Copom avalia ritmo dos cortes de juros diante da alta do petróleo

Raphael Ribeiro (Banco Central

Com impacto do conflito no Oriente Médio, Banco Central pondera cautela na redução da Selic para controlar riscos inflacionários

Copom enfrenta cenário incerto em março, avaliando cortes de juros mais cautelosos diante do aumento do petróleo e riscos à inflação.

Contexto da reunião do Copom em meio à alta do petróleo e incertezas inflacionárias

O Comitê de Política Monetária (Copom) realiza sua reunião nos dias 17 e 18 de março, enfrentando um cenário bem diferente daquele previsto há poucas semanas. O aumento expressivo no preço do barril de petróleo, impulsionado pelo conflito no Oriente Médio, especialmente os ataques contra o Irã, trouxe riscos adicionais para a inflação brasileira. A alta do petróleo pode provocar um efeito cascata nos preços domésticos, pressionando o IPCA e obrigando o Banco Central a ajustar sua estratégia de juros para manter a inflação sob controle.

Bruno Perri, economista-chefe da Forum Investimentos, destaca que o Copom deve iniciar o ciclo de cortes de juros de forma cautelosa, provavelmente reduzindo a Selic em 0,25 ponto percentual, diferente da expectativa inicial de 0,50 ponto percentual. Essa postura visa observar a evolução do conflito e seus impactos econômicos antes de acelerar os cortes.

Principais projeções para o ritmo dos cortes na taxa Selic

A maioria dos analistas concorda que o Copom manterá a tendência de corte na Selic, mas a intensidade será menor devido ao cenário internacional complexo. Enquanto o C6 Investimentos, Austin Rating e Suno Research projetam cortes entre 0,25 e 0,50 ponto percentual, há consenso sobre a necessidade de prudência.

Rodolfo Sartori, economista da Austin Rating, acredita que a Selic pode ser reduzida em 0,50 ponto percentual nesta reunião, com uma taxa terminal projetada em 11,5%. Ele ressalta que a política de preços da Petrobras ainda atua como um amortecedor, segurando os repasses dos preços internacionais para os combustíveis domésticos, mas isso tem limite.

Já Gustavo Sung, da Suno Research, destaca que o Copom deverá sinalizar cortes nas próximas reuniões, porém de modo gradual e flexível, preservando margem de manobra diante da incerteza sobre o conflito e o impacto inflacionário.

Impacto do conflito no Oriente Médio sobre os preços do petróleo e a inflação brasileira

A cotação do petróleo Brent subiu de cerca de US$ 66 em janeiro para superar os US$ 100 em meados de março, uma variação significativa que pode pressionar os custos internos, especialmente combustíveis. Segundo a Associação Brasileira dos Importadores de Combustíveis (Abicom), a defasagem de preços já alcançou até 72% no diesel.

Essa conjuntura cria um cenário inflacionário desafiador, com possibilidade de aumentar o IPCA para níveis acima da meta, o que pode exigir manutenção de juros mais elevados por período prolongado. Economistas alertam que, caso os preços do petróleo se mantenham elevados por meses, o Copom pode enfrentar um ambiente ainda mais restritivo para os cortes de juros nas próximas reuniões.

Considerações sobre os dados econômicos domésticos e a condução da política monetária

Além dos fatores externos, o Copom avaliará a evolução da inflação e do mercado de trabalho no Brasil. Data recentes mostram sinais mistos: enquanto a criação de empregos continua positiva, a inflação apresentou surpresas acima do esperado em fevereiro.

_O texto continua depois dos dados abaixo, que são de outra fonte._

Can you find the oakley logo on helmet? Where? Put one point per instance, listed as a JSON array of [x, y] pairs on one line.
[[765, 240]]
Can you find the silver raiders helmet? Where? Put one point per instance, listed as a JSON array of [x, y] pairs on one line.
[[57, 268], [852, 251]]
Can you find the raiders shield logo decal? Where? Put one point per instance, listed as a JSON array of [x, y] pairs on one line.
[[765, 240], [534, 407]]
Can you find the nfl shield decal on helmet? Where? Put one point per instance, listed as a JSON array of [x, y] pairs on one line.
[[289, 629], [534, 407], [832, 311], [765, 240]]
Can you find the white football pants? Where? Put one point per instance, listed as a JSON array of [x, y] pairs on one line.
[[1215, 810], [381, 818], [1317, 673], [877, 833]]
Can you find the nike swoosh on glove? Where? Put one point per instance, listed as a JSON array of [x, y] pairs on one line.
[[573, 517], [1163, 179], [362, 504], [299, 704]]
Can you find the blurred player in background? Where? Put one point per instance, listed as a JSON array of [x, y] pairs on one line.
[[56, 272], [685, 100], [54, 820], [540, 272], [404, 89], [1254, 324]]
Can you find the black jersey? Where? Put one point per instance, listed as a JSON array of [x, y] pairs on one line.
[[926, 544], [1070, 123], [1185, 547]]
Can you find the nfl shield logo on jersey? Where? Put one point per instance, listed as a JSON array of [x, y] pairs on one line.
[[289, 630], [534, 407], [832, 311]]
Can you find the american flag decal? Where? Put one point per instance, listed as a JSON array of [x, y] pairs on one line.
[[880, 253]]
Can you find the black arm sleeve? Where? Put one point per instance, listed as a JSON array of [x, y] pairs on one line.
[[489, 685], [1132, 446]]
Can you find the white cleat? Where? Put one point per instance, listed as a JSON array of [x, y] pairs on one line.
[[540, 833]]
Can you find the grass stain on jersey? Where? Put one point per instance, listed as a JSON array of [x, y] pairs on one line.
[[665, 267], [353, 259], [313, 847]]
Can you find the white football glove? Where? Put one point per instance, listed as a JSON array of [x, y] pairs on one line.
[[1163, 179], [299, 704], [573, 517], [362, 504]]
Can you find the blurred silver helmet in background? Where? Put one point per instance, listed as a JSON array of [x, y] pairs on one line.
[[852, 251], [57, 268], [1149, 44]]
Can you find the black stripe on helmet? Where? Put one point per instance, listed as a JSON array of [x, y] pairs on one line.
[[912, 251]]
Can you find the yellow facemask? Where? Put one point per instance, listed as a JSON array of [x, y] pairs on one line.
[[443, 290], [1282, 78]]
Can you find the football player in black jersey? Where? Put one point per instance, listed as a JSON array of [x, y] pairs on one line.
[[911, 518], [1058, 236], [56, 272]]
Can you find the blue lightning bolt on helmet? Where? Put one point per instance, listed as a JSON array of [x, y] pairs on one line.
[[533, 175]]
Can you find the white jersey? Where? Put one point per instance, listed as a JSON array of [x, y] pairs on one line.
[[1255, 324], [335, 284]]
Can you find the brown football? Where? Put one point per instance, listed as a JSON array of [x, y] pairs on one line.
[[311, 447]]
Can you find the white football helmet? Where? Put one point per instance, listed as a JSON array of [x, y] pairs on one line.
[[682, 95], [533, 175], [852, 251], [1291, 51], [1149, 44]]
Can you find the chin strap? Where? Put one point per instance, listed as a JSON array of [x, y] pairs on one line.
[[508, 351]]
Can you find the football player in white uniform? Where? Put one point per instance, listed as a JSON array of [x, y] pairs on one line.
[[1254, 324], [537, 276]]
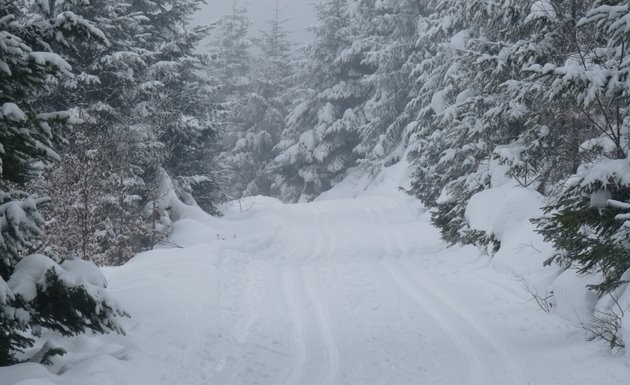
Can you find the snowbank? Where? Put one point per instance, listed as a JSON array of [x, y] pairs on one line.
[[505, 210]]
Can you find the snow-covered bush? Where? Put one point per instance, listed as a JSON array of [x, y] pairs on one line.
[[36, 293]]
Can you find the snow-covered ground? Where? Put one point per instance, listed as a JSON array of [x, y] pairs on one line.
[[355, 288]]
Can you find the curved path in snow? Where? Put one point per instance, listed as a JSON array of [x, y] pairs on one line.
[[334, 292]]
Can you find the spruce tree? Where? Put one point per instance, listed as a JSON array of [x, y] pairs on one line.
[[36, 292]]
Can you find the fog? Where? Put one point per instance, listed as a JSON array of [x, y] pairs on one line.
[[298, 13]]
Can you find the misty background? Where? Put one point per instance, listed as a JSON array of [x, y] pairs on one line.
[[299, 15]]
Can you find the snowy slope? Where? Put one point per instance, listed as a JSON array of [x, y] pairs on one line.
[[355, 288]]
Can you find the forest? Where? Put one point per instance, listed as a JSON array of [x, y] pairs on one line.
[[112, 118]]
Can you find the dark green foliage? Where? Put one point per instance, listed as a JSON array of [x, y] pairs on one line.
[[590, 238], [70, 310]]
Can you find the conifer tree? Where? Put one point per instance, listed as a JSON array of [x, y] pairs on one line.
[[35, 291]]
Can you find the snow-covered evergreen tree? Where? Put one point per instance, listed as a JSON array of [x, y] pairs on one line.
[[36, 292], [258, 125]]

Luis Felipe Vital, da Warren Investimentos, destaca que o cenário econômico indica desaceleração gradual, porém com pressões inflacionárias persistentes, especialmente nos serviços. A política monetária precisa equilibrar estímulos para evitar um crescimento insuficiente sem abrir espaço para uma inflação fora de controle.

Perspectivas para o ciclo de juros e os desafios futuros do Copom

O Copom enfrenta o desafio de iniciar o ciclo de cortes na Selic em um ambiente de alta volatilidade internacional e inflação ainda pressionada no Brasil. A estratégia mais provável é de cortes graduais e acompanhados de comunicação cuidadosa, para manter a credibilidade da política monetária.

O ritmo e a intensidade dos cortes dependerão da evolução do conflito no Oriente Médio, da reação dos preços internacionais e da resposta da economia doméstica, especialmente no que tange à inflação e emprego. A decisão do Copom será crucial para o equilíbrio entre o estímulo econômico e o controle inflacionário ao longo de 2026.